Moonlit hunger

From the wild darkness of the moor the howling hound is heard. The moon in its second quarter and follows with its shadow a young maiden running barefoot through the heather.  

The hound is waiting, wrapping himself around the granites and schists.

Of my dark and stubborn country, nothing worse can be said than the hunger of its dogs.

In the morning, as the moor is awakened to a pale sun and bumblebees are seeking the nectar of heather, a murder of crows are picking the bones of yet a lamentable lass. 

In my lap the dog is resting, sated, content but tired after the hunt.

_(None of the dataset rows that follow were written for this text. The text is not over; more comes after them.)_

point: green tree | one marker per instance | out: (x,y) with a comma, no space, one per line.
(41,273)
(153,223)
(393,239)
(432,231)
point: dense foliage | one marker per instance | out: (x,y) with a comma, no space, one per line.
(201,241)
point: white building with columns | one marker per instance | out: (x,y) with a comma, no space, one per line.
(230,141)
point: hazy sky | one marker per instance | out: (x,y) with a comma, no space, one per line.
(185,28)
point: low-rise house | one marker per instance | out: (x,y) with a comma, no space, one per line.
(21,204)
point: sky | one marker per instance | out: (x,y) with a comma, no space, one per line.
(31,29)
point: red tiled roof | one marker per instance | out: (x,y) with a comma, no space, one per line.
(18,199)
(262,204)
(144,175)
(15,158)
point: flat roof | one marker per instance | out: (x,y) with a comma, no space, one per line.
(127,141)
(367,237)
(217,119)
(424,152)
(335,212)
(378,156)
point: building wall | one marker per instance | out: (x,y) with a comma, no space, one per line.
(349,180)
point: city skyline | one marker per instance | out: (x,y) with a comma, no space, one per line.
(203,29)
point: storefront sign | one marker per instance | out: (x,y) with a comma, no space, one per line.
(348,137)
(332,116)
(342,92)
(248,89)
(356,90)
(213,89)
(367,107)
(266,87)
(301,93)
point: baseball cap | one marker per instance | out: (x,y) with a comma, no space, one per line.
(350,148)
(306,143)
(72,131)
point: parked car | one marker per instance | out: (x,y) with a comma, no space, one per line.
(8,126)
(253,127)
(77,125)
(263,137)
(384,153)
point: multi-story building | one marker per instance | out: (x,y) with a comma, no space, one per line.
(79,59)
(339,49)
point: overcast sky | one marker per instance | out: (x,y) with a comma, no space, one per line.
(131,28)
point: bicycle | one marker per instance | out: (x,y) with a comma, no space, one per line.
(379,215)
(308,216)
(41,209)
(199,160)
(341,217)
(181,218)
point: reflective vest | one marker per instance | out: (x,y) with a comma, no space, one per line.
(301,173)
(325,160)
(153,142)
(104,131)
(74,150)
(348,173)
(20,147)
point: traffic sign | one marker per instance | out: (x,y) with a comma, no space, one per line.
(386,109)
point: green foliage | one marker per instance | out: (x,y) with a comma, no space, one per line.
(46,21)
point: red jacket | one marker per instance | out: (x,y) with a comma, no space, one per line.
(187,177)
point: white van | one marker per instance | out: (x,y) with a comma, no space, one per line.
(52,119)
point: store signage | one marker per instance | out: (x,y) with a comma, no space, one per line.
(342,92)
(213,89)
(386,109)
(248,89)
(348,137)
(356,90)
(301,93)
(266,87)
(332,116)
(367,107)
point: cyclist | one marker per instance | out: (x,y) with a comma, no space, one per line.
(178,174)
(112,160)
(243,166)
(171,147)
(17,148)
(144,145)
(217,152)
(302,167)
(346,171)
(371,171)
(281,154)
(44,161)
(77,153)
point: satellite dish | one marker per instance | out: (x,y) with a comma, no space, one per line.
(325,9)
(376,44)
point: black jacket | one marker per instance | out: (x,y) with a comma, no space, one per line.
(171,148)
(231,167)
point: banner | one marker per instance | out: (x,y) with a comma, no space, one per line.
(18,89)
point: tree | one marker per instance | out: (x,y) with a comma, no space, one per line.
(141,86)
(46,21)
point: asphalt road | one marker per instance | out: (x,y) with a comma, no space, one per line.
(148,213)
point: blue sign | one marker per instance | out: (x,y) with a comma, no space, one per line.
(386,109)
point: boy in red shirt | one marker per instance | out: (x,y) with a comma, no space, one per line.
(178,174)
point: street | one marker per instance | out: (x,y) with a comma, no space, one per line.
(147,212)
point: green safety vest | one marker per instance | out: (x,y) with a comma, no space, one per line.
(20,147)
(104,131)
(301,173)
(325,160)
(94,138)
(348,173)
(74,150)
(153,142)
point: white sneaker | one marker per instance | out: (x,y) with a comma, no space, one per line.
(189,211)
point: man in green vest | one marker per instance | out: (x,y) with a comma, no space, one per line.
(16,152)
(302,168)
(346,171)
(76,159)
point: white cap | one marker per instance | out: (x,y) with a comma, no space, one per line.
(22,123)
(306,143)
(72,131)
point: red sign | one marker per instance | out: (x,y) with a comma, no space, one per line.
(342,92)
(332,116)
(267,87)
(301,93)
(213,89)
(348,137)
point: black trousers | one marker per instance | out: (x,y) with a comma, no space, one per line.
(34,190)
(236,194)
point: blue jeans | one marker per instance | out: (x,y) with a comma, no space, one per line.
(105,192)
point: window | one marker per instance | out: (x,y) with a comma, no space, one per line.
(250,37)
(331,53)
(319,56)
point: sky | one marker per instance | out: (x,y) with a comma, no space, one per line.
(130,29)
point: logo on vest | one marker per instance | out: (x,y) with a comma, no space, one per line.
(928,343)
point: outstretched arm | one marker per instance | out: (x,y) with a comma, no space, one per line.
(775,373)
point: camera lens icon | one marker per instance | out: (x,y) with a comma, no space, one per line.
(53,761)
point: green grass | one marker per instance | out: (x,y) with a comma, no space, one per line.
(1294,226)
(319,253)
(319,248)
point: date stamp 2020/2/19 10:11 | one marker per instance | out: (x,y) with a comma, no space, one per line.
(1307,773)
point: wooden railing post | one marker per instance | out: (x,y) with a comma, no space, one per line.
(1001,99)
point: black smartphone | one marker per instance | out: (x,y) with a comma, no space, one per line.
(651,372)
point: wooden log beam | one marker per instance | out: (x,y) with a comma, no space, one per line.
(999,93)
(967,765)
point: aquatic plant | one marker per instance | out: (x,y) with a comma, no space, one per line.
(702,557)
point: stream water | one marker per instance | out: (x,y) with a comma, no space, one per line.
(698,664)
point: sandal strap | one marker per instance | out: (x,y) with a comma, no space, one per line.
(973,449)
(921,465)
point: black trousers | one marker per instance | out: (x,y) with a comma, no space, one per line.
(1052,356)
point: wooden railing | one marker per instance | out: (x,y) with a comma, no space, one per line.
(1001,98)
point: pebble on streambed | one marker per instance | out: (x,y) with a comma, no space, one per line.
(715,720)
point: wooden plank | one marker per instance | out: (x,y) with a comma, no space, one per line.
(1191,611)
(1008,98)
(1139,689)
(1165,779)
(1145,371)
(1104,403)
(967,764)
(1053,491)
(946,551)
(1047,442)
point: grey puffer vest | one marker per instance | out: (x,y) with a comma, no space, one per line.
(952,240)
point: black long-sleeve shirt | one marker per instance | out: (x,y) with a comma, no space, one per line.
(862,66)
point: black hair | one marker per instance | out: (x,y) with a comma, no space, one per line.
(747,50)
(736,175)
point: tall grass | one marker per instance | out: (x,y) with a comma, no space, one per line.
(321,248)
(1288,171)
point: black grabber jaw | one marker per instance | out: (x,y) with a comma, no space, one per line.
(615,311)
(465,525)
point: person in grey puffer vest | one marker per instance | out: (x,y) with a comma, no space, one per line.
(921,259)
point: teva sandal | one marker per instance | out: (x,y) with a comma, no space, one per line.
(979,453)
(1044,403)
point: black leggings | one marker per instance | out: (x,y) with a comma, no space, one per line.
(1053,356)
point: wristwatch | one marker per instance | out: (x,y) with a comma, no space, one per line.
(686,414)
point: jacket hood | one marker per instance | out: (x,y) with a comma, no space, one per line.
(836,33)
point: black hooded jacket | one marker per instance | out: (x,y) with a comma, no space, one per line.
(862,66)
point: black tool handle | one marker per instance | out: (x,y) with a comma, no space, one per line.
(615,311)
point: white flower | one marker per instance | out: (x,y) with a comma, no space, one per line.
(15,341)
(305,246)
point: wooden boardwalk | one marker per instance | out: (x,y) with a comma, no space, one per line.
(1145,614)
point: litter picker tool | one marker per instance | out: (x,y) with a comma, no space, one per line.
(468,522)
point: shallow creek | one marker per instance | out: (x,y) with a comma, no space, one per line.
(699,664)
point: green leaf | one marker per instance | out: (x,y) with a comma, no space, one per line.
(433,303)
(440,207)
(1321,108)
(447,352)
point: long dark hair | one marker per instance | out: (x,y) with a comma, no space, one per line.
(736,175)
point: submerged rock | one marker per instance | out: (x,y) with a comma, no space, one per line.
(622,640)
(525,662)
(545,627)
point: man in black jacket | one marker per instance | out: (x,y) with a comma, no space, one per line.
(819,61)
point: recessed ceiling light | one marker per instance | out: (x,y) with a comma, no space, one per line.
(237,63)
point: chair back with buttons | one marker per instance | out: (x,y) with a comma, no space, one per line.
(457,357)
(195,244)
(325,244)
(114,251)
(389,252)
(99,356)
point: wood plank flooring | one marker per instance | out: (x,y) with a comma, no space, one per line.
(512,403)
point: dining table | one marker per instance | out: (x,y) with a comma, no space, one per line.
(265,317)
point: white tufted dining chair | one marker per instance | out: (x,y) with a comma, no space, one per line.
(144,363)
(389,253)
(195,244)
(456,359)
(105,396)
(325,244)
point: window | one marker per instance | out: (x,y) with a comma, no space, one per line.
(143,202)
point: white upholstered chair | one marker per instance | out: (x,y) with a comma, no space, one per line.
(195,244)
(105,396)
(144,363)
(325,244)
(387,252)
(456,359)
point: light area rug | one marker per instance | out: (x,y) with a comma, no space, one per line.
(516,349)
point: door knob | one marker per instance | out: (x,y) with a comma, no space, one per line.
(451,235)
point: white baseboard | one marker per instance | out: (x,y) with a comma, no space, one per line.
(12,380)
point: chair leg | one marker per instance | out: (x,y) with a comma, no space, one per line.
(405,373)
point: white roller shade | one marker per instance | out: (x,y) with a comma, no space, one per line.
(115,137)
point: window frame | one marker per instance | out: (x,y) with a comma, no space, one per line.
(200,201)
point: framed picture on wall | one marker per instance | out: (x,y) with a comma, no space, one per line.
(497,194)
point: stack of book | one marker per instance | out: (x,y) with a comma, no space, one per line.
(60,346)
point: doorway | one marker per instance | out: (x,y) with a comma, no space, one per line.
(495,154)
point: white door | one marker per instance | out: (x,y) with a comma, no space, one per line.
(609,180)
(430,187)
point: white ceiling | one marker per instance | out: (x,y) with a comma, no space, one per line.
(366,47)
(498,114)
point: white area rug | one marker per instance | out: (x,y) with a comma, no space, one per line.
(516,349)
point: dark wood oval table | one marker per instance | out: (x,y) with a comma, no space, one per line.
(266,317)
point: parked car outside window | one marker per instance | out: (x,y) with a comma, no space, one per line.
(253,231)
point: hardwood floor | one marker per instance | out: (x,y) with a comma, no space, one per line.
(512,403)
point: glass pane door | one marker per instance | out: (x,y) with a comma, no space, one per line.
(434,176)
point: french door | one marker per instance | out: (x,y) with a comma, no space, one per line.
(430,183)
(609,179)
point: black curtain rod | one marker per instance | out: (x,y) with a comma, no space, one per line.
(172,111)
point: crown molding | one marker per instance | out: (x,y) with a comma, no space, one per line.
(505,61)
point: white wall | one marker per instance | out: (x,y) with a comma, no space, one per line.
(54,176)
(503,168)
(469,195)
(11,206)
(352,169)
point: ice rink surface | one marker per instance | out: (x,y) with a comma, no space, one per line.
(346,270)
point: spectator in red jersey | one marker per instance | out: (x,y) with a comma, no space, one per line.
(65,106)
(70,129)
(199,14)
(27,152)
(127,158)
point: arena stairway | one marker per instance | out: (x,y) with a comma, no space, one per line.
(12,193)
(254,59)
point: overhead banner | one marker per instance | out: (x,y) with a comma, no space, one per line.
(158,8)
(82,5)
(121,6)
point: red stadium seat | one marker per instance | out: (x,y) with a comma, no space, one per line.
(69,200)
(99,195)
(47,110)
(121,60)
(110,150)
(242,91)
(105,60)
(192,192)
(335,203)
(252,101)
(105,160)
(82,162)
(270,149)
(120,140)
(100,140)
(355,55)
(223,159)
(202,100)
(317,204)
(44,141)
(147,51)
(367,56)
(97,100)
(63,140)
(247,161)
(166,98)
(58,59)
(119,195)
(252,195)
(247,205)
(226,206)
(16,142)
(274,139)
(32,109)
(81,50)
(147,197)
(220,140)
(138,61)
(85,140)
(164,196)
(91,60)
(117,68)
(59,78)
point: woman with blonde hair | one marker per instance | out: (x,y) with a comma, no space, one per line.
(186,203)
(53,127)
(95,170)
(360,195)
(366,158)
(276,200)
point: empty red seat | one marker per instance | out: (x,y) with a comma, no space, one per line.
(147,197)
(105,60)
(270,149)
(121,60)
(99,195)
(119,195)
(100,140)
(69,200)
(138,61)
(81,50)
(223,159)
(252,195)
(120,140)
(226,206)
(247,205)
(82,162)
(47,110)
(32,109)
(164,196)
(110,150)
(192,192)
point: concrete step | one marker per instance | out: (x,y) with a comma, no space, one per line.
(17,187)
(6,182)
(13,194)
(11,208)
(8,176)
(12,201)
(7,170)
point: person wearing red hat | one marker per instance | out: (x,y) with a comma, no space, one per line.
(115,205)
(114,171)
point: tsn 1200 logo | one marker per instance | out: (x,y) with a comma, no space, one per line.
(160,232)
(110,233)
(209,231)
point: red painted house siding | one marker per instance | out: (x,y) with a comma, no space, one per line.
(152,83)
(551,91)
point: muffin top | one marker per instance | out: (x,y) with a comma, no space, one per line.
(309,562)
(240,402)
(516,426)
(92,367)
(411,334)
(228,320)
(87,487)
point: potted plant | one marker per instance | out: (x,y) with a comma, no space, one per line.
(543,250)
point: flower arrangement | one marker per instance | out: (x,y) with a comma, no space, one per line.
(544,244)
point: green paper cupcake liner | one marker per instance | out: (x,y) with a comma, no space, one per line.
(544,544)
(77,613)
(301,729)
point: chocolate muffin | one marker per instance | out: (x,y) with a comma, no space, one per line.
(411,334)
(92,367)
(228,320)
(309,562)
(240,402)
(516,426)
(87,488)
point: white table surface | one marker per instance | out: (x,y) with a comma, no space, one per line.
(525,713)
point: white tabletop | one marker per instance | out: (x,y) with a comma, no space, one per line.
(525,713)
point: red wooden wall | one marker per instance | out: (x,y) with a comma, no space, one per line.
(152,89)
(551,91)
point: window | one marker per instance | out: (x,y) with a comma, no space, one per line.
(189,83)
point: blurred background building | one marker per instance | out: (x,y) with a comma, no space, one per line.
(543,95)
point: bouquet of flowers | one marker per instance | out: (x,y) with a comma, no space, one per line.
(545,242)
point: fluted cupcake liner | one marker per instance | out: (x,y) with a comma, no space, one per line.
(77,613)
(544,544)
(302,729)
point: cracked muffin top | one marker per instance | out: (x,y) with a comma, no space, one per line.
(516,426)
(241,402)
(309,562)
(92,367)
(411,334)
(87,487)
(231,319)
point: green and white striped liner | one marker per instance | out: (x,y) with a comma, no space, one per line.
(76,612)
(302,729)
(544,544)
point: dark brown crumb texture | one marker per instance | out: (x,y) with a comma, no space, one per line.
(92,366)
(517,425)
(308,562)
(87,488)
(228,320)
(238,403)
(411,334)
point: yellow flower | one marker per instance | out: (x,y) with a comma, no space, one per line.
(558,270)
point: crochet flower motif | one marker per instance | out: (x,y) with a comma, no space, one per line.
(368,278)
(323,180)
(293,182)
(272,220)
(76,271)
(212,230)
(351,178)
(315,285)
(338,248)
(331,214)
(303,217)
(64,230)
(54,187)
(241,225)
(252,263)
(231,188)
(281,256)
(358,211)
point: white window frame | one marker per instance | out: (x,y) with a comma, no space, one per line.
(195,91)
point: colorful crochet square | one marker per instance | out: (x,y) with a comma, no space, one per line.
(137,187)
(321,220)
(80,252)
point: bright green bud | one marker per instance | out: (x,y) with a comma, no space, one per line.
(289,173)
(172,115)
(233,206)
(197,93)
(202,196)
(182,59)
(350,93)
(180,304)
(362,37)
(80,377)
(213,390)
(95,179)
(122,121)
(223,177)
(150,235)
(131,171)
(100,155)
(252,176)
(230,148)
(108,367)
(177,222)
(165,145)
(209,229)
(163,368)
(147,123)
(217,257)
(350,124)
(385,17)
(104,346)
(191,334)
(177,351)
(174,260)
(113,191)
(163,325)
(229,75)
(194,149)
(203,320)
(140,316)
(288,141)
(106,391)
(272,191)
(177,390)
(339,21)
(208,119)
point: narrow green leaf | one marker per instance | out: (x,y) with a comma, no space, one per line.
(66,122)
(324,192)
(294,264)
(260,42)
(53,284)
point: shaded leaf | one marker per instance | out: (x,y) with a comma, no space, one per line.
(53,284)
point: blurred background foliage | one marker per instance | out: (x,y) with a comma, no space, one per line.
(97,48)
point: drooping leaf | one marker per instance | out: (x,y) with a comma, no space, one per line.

Tonight I will go down to the village to tempt the barmaid to follow me out for a walk.

My pack is always hungry and after the war there are too many girls for the boys that survived.

“Fighting dogs getting wind” by Sir Edwin Henry Landseer. (https://www.artsheaven.com/sir-edwin-landseer-fighting-dogs.html

Today it is time for prosery at dVerse with Merril hosting ,the selected line for us to use in a piece of prose is:

“The granites and schists
Of my dark and stubborn country.”

Nan Shepherd, “The Hill Burns”
from In the Cairngorms (Edinburgh: The Moray Press, 1934)
https://www.scottishpoetrylibrary.org.uk/poem/hill-burns/

December 8, 2025

28 responses to “Moonlit hunger

  1. Oh–you’ve written horror! Perfect for this wintry season, even if it takes place in summer. I could imagine this as part of a larger piece. Well done, Björn, even if it makes me feel kind of nauseated. 😂

    The title is a Björn title, too.

  2. My first question, when he says, “my pack,” is that he is a werewolf and is left out of the hunt because the moon isn’t full, but he joins them when it is. If true, his psychopathic rationalization might make sense.

    Perhaps the most chilling aspect is … forget it, it’s all too danged chilling! Good and scary story, Bjorn.

  3. EEEEEOW! You’ve gone to the dark side with this one. You’ve set the mood well in the first paragraph. The story flows from there…the line used well here. And then the image created in my mind with the “murder of crows” is only a tad bit more awful than the image of the dogs you’ve used to illustrate the story. Well done!

  4. Oooh-er Björn! You need to take a trip to Tenerife and get out into the light! Horrific if admirably written…

  5. Wow! Packed with not one powerful punch .. the entire poem. Darkness yes, I can barely make out the pack of dogs however I can sense their every horrific move!